IEs muß ein merkwürdiger Tag gewesen sein im Mai 1808 in Bayonne. Napoleon, der Kaiser der Franzosen traf sich mit der spanischen Königsfamilie. Diese, total zerstritten versuchte, von dem großen Herrscher im Norden eine Regelung des Familienzwistes. Diese erhielt man auch: Der heißblütige Korse machte kurzen Prozeß, angeblich soll er den Ausspruch "welch eine Mutter und welch ein Sohn" nach dem Zusammentreffen mit den Spaniern getätigt haben, und erzwang die Abdankung des Königshauses zugunsten seines Bruders Joseph. Einmal mehr sah Europa einen König ohne Land.

Womit der Kaiser allerdings nicht gerechnet hatte, war der nationale Aufruhr der daraufhin in Spanien einsetzte und sechs Jahre andauern sollte. Volksregierungen in Oviedo und Cartagena proklamierten sofort den nationalen Widerstand. Asturien und Andalusien erhoben sich, in Sevilla etablierte sich eine Zentraljunta (prov. Regierung) zugunsten des abgesetzten spanischen Königs Ferdinand VII.

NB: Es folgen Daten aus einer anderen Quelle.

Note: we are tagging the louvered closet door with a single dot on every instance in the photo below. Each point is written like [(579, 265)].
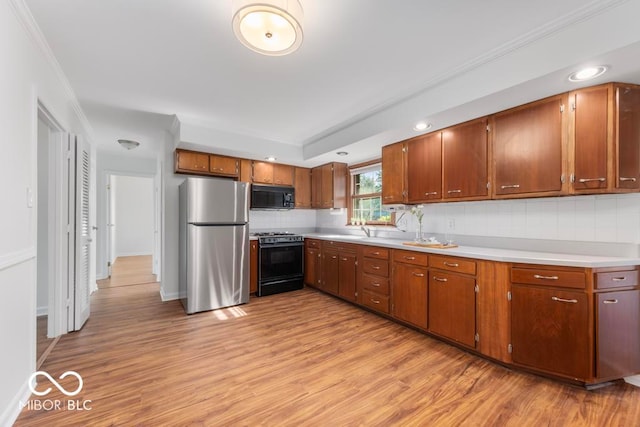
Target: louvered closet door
[(83, 234)]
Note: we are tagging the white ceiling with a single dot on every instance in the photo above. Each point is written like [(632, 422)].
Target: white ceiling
[(366, 71)]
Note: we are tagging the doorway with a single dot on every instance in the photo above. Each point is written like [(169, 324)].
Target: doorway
[(132, 230)]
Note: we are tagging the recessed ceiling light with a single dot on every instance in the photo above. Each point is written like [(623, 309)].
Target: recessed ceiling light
[(587, 73), (422, 126)]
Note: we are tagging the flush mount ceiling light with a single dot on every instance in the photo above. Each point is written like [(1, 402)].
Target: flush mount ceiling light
[(422, 126), (269, 27), (128, 144), (587, 73)]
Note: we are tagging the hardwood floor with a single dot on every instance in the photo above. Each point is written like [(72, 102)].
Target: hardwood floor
[(130, 270), (299, 358)]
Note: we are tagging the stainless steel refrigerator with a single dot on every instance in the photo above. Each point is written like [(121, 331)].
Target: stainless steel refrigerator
[(214, 244)]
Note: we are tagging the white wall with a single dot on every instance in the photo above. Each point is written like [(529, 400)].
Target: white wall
[(134, 216), (116, 164), (42, 292), (27, 75)]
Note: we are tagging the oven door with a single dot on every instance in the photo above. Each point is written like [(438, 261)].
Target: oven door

Am 20. Juli betrat König Joseph seine Hauptstadt Madrid. 12 Tage später mußte er sie wieder verlassen; seine Herrschaft war auf das Gebiet zwischen Ebro und Pyrenäen beschränkt. Bereits am 19. Juli hatte ein französisches Korps von 23.000 Mann bei Bailen kapituliert. Die bisher für unbesiegbar gehaltene französische Kriegsmaschinerie hatte eine Schlacht verloren. In Portugal landeten die Engländer unter General Wellesley und blieben gegenüber den französichen Truppen siegreich..

So standen die Dinge zur Zeit der Fürstentages in Erfurt. Nachdem sich Napoleon auf diesem mit Zar Alexander arrangiert hatte, konnte er ein Heer für den Krieg in Spanien aufstellen. Auch die Truppen des Rheinbundes wurden herangezogen. Nachfolgend sollen die Taten des Kontingentes des Großherzogtums Hessen dargestellt werden.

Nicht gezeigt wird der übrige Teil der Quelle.